Foreign Minister Hoshyar Zebari said Wednesday in Saudi Arabia that Iraq had asked for US airstrikes, according to Al Arabiya television. That would make Zebari the first top Iraqi official to publicly confirm that request, reported by The New York Times last week.
If the insurgent takeover of Baiji is confirmed, the facility would be the first operating refinery to fall to the fighters of the Islamic State of Iraq and Syria who have swept through much of northern Iraq. They have surrounded the refinery in Baiji for the past week, fighting a battalion of the Iraqi army that had been backed by air support.
The loss of the refinery could deny the Iraq government an important source of fuel and provide the insurgents with a potentially lucrative source of income, assuming that they can ensure its continued operation and sell the fuel, at least in the areas they control. The Islamic State already profits from its control of oil resources in eastern Syria.
In a televised statement, an Iraqi military spokesman, General Qassim Atta, denied that the Baiji refinery had fallen.
“Baiji is now under control of our security forces, completely,” Atta said, appearing on Iraqiya, the state television channel, hours after militant fighters had apparently taken over the refinery.
A local government official in Baiji, and the army commander in charge of defending the refinery, also insisted that Iraqi authorities were still in control, although they conceded that militant fighters had invaded the facility and controlled two of the four main entrances.
“We are fine; we are still inside the refinery and we are fighting,” said Brigadier General Arras Abdul Qadir, the commander of the troops guarding the refinery, reached by telephone Wednesday.
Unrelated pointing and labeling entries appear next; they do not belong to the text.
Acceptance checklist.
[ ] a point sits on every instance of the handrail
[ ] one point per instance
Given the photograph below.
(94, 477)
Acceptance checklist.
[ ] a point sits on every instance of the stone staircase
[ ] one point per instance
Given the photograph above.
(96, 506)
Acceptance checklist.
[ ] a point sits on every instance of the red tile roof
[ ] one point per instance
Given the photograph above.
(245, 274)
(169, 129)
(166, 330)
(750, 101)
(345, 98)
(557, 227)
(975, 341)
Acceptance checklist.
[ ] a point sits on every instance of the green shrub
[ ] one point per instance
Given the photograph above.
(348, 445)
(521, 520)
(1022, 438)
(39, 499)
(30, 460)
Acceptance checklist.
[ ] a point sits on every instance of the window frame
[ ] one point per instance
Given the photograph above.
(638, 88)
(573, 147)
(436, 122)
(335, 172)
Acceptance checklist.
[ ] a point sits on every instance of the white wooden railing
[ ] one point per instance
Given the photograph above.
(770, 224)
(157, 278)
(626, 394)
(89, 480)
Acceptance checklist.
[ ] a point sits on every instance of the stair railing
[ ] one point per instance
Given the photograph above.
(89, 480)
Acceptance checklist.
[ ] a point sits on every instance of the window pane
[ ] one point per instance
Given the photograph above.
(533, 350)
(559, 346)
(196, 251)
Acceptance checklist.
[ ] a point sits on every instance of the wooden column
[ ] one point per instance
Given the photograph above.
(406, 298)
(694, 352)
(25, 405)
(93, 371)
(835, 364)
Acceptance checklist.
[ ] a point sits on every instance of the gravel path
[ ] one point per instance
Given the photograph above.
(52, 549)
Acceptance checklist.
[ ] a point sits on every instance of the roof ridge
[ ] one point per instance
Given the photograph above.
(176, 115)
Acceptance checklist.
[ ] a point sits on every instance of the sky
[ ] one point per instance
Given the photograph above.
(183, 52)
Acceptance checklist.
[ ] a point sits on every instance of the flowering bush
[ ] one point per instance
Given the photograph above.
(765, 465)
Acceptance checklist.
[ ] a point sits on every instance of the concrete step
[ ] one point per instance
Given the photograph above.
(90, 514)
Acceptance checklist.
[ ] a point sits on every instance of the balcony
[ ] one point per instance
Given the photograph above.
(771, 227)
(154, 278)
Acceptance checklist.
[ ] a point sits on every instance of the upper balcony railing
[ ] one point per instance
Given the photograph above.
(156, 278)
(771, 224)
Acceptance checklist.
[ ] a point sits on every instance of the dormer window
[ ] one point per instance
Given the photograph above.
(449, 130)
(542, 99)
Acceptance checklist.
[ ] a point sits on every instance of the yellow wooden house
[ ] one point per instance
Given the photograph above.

Asked how long his troops could hold out, he said, “We will see.”
Other accounts from Baiji said the insurgents had total control. A refinery worker reached by telephone who gave only his first name, Mohammad, said the refinery had been attacked at 4 a.m. and workers had taken refuge in underground bunkers. An unknown number of natural gas storage tanks were set ablaze. After taking heavy losses, the troops guarding the facility surrendered, at least 70 were taken prisoner, and the refinery workers were sent home unharmed, he said.
An Iraqi army lieutenant from Baiji, also reached by telephone and speaking on the condition of anonymity, said he had fled his unit when it became clear that it would not be able to resist the Islamic State’s forces.
Eyewitnesses in the area also reported seeing militant checkpoints controlling access to the sprawling refinery area and smoke rising over the complex from numerous fires.
The attackers had besieged the refinery for the past week, after most of the surrounding Salahuddin province had fallen under their control.
Atta, in his televised statement, said Iraqi forces were continuing to fight in Baiji, and he praised the efforts of one air force pilot in particular in staving off the insurgents.
“The air force is in the battle against them, with the support from the Golden Division of the special forces,” he said, referring to an elite unit that is reportedly under the prime minister’s direct control.
“We will continue our operations, and we will not let anyone from ISIS take one foot of our lands,” he said.
Atta also said Iraqi forces were making gains in several areas in Salahuddin and Nineveh and had retaken the city of Tal Afar, which was reported to have fallen to the militants Monday.
He depicted a military situation that contradicted most reports from the field so far, saying that Iraqi forces had regained the initiative.
“Now our forces are becoming stronger,” he said. “Now we are the ones who are taking the initiative and making the attacks, instead of defending.”
So far, the fighting has largely been isolated to cities in the north, including Mosul and Tikrit, where Islamic State fighters have taken control.